I will probably take a break from replying for now, for these reasons, although I’d be happy to catch up some time and maybe have a call to discuss these questions in more depth. I definitely see you as trying a lot harder than most other EAs in trying to make progress on these questions collaboratively with me.
I’d be very happy to have some discussion on these topics with you Matthew. For what it’s worth, I really have found much of your work insightful, thought-provoking, and valuable. I think I just have some strong, core disagreements on multiple empirical/epistemological/moral levels with your latest series of posts.

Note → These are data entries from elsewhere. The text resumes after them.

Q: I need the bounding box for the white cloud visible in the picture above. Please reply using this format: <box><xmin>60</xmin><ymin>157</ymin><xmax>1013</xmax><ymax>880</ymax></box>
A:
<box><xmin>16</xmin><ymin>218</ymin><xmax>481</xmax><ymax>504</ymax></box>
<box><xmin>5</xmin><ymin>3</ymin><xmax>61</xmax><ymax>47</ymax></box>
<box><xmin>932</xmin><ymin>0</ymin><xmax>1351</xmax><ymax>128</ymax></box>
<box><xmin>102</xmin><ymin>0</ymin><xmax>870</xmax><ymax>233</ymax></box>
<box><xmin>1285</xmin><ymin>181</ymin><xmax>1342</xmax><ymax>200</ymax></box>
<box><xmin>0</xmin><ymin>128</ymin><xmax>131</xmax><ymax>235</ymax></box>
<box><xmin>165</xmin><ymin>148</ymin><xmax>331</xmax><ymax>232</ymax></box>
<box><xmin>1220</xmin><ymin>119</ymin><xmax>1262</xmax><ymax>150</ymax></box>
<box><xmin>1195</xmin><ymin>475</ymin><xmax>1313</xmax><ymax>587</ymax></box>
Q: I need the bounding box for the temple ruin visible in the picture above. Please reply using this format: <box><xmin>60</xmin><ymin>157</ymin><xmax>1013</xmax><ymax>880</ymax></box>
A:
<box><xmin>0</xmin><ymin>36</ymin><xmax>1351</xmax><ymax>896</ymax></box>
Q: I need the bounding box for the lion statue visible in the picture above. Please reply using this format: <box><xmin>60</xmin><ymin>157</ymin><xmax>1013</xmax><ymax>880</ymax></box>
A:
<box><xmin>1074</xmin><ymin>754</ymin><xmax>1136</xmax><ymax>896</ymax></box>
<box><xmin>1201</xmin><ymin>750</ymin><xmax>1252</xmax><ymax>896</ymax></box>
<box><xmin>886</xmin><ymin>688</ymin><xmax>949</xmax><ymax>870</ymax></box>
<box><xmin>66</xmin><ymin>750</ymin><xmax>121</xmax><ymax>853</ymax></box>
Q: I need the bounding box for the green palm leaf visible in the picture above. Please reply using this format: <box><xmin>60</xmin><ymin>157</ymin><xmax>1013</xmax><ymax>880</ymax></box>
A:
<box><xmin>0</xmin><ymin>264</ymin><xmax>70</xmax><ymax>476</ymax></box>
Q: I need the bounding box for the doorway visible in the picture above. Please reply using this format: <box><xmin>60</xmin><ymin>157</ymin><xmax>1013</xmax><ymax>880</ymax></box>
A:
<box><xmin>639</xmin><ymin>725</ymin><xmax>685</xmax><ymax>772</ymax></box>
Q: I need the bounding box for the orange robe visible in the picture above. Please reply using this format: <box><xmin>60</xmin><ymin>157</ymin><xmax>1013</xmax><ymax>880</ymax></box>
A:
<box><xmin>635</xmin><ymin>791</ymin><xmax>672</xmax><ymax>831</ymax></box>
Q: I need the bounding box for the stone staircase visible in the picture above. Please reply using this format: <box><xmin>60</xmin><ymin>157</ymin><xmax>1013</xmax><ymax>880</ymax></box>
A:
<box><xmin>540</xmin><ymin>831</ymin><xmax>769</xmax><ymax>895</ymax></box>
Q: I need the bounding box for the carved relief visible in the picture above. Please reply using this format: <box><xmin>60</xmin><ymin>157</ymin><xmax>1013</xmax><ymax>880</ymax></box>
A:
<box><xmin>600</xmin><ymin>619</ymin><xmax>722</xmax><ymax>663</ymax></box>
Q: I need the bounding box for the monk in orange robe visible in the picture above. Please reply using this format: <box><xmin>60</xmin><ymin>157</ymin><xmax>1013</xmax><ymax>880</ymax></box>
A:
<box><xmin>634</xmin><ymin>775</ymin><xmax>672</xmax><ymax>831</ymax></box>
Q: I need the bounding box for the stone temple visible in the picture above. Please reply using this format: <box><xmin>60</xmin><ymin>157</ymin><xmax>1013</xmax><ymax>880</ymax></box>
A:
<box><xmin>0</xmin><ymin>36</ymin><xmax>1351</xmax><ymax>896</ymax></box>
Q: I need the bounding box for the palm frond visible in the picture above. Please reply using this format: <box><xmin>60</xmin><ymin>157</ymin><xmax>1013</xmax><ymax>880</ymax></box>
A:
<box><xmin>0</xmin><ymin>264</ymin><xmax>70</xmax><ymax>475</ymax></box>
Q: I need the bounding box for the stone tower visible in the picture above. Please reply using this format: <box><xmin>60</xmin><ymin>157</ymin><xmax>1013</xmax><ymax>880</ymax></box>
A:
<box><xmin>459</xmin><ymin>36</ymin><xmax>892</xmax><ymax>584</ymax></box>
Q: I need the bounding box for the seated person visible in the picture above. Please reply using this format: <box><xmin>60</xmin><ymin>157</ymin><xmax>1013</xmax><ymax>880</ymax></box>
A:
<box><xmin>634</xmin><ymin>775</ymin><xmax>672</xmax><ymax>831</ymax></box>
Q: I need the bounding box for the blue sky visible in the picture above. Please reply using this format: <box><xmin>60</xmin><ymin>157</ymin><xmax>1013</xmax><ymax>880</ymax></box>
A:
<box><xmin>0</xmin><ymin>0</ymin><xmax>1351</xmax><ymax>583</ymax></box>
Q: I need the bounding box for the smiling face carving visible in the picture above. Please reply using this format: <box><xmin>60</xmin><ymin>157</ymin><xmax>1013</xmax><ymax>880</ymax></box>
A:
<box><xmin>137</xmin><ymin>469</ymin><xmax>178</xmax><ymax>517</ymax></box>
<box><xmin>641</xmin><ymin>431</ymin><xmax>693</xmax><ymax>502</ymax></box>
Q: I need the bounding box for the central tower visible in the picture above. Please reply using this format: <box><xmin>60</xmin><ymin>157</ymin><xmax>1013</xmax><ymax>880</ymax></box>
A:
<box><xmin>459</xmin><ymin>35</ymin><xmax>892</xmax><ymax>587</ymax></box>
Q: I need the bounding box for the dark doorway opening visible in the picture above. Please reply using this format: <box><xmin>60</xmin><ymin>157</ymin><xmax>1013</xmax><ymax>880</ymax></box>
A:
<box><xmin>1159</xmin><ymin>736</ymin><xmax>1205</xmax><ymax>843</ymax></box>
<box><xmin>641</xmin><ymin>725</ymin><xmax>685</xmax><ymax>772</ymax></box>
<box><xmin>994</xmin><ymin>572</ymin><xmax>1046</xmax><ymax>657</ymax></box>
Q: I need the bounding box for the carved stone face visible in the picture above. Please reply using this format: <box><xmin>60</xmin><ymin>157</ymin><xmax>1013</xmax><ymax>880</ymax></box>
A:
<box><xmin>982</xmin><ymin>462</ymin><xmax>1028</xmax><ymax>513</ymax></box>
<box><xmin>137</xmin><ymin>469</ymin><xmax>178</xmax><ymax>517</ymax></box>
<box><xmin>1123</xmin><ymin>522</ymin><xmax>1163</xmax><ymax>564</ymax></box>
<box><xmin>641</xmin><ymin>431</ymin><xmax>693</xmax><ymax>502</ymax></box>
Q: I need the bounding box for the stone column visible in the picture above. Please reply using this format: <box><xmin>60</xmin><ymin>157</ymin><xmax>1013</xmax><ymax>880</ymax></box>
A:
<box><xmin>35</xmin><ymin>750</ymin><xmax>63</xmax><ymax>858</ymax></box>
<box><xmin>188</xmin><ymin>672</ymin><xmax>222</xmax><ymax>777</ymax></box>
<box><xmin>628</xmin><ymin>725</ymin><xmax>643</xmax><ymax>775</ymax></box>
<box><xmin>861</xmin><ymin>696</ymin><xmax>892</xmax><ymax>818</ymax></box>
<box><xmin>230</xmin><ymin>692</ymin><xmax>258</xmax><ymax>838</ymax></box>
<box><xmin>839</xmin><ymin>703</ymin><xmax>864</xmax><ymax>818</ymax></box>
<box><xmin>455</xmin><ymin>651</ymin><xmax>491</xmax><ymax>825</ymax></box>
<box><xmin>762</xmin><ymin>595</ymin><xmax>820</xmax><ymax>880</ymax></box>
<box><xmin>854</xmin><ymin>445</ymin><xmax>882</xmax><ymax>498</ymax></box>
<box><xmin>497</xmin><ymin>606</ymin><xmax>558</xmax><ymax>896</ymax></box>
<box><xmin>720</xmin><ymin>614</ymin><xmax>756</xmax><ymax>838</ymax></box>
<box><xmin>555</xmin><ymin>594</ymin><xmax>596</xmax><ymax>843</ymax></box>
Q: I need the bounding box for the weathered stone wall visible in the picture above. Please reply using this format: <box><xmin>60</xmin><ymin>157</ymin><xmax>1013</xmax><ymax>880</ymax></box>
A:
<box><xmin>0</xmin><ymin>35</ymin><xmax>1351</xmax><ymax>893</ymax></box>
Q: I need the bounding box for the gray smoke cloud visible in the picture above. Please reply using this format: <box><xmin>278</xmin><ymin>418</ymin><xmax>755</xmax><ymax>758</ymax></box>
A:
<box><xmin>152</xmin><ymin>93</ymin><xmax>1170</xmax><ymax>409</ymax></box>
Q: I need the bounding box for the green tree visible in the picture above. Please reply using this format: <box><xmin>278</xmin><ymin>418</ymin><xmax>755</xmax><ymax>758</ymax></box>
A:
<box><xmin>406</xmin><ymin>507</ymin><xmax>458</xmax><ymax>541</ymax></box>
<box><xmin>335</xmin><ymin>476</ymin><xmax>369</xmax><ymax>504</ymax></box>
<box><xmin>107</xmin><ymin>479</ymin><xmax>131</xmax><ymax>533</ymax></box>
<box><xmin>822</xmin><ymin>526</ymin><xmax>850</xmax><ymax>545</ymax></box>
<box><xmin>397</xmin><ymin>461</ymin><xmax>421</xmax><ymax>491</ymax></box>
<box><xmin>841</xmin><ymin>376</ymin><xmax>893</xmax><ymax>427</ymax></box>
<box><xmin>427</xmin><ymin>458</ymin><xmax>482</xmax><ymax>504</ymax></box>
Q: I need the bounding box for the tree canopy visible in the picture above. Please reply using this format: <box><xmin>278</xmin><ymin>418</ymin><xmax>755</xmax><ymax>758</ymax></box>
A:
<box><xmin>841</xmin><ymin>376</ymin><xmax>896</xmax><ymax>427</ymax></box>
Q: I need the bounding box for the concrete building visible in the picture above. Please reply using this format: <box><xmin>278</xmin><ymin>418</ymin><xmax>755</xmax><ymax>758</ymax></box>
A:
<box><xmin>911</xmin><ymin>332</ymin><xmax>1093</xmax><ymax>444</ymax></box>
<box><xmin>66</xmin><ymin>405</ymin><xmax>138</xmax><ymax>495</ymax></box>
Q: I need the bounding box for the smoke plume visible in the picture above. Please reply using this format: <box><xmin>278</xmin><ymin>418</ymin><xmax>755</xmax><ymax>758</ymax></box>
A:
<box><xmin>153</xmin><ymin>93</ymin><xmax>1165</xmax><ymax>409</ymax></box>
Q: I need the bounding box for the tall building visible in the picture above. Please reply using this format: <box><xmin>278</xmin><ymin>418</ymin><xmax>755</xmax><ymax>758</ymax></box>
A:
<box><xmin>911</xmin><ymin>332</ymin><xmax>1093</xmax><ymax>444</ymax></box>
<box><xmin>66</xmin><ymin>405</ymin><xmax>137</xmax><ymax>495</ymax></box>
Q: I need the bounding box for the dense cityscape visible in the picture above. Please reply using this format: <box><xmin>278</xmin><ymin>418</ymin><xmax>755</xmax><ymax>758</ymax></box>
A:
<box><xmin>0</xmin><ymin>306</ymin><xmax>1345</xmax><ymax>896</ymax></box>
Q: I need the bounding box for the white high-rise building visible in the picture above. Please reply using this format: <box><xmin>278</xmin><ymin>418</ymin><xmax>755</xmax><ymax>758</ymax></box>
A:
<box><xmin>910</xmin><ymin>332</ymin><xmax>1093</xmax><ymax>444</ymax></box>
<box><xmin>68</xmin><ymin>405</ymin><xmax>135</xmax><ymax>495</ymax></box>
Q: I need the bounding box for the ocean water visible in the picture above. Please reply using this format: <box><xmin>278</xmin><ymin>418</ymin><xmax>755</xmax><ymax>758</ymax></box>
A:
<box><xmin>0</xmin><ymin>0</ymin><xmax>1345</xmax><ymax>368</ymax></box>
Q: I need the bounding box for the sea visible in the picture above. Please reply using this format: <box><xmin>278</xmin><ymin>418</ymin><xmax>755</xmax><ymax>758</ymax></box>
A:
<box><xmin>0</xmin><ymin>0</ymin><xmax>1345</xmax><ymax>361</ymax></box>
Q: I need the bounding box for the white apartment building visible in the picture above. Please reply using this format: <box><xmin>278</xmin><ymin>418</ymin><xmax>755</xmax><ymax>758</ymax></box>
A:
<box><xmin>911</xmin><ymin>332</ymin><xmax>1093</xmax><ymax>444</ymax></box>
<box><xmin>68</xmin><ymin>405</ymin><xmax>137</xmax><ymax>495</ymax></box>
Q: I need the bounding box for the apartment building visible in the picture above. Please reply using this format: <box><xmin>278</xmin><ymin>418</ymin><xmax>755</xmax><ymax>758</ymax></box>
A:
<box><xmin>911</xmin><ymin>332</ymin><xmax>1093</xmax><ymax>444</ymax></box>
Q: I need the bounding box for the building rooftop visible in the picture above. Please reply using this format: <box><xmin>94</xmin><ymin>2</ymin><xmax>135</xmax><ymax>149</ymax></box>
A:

That doesn’t mean I don’t want you to share your views, or that they’re not worth discussion, and I apologise if I came off as too hostile. An open invitation to have some kind of deeper discussion stands.[1]
I’d like to try out the new dialogue feature on the Forum, but that’s a weak preference
Agreed, sorry about that.
Also, to be clear, I agree that the question of “how much worse/better is it for AIs to get vast amounts of resources without human society intending to grant those resources to the AIs from a longtermist perspective” is underinvestigated, but I think there are pretty good reasons to systematically expect human control to be a decent amount better.